Issues with offset_mapping values

Hi guys, I am trying to work with a FairSeq model converted to :hugs: but I have some issues with tokenizer. I am trying to fine-tune it for POS tagging so I have the text split to words already and I want to use the offset_mapping to detect first token for each word. I do it like this:

tokenizer = RobertaTokenizerFast.from_pretrained('path', add_prefix_space=True)
ids = tokenizer([['drieme', 'drieme'], ['drieme']],
    is_split_into_words=True,
    padding=True,
    return_offsets_mapping=True)

The tokenization looks like this:

['<s>', 'Ġd', 'rieme', 'Ġd', 'rieme', '</s>']

But the output from the command looks like this:

{
  'input_ids': [[0, 543, 24209, 543, 24209, 2], [0, 543, 24209, 2, 1, 1]],
  'attention_mask': [[1, 1, 1, 1, 1, 1], [1, 1, 1, 1, 0, 0]],
  'offset_mapping': [
    [(0, 0), (0, 1), (1, 6), (1, 1), (1, 6), (0, 0)],
    [(0, 0), (0, 1), (1, 6), (0, 0), (0, 0), (0, 0)]
  ]
}

Notice the offset mapping for the word drieme in the first case.
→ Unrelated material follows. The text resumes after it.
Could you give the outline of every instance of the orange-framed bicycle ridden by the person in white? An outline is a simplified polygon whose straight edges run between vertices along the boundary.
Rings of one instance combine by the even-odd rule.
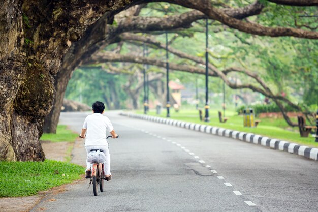
[[[110,137],[112,137],[112,136],[108,136],[106,138],[106,140]],[[119,136],[117,135],[116,138],[118,138],[118,137]],[[109,143],[108,143],[108,147],[109,147]],[[92,151],[103,152],[102,149],[91,149],[90,152],[92,152]],[[100,191],[104,192],[104,178],[105,178],[104,163],[90,163],[90,170],[91,170],[91,175],[90,175],[90,181],[89,181],[88,188],[90,187],[91,184],[93,184],[93,193],[94,193],[94,196],[97,196],[98,185],[100,185]]]

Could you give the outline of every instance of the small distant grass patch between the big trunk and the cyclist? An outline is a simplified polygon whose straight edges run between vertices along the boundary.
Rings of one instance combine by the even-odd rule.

First word has mappings (0, 1) and (1, 6). This looks reasonable, however the second drieme is (1, 1) and (1, 6). Suddenly, there is 1 at the first position. This 1 is there for all but first word for any sentence I try to parse. I feel like it might have something to do with handling the start of the sentence vs all the other words, but I am not sure how to solve this issue so that I have proper offset mappings. What am I doing wrong?

Thanks for reporting, it’s definitely a bug. Could you open an issue on tokenizers with your snippet?

Having similar issue as well. Is there a proper fix yet?

Don’t know about the fix, but I solved it by detecting the special character that is used at the start of each word. In my case this was Ġ. I used this instead of offset mapping to detect the start of the word.